When he is at his absolute best, Crosby takes a good number of shots and can keep defenses guessing by firing the puck several times a game. He generates opportunities, creates rebounds and makes himself a threat at all times, regardless of who is on the ice with him. Sometimes it seems like the offense comes despite who he is playing with.
With Kessel on his wing, Crosby seemed hesitant to take shots that he would have taken in years gone by. Instead of getting pucks to the net and creating chances, he was delegating shooting duties to his new linemate. Through the first 20 games of 2015-16, Crosby took just 52 shots — or an average of 2.6 per game. When he scored 51 goals in 2009-10, Crosby took 3.7 shots per game on average.
It’s fair to point out that he hasn’t taken that many shots since, but even last year saw Crosby take an average of three shots per game.
On November 23, something clicked for the center. He fired nine shots on goal against the St. Louis Blues and he’s increased his shooting rate since then. In his last 17 contests, Crosby has been taking an average of 3.6 shots per contest and it’s a large reason why his numbers have realigned with out expectations.

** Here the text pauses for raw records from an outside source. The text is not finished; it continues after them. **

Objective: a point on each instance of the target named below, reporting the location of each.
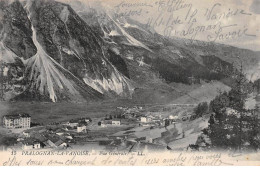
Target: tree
(201, 109)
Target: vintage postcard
(129, 82)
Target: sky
(231, 22)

He’s been especially effective lately, scoring five goals in his last five games while taking 20 shots — or 18 percent of his total on the season to this point.
Now that Crosby is playing like himself again, let’s set some reasonable expectations for the forward.
If he continues to shoot 3.6 times per game, he’ll take 162 shots on goal between now and the end of the regular season. If he converts on 14.2 percent of those chances — his career shooting percentage — then Crosby will score at least 11 more goals, bringing his total to 22 on the year. That’s barring any random five-point outbursts, injuries and whatnot.
Regardless of where Crosby’s individual point total lands, Penguins fans have to be pleased with how well he has been playing over the last few weeks. He seemed timid and uncharacteristically hesitant while in the offensive zone in October and November. Maybe he was over-thinking things and trying to force the plays to Kessel. Maybe it was simply a rough patch that became over-analyzed because Sidney Crosby is Sidney Crosby.
Whatever was holding him back before isn’t any more though, and the Penguins are going to be a team worth keeping an eye as their stars align and Marc-Andre Fleury returns from injury.
All statistics appear courtesy of ESPN.com and are accurate through games played on January 3.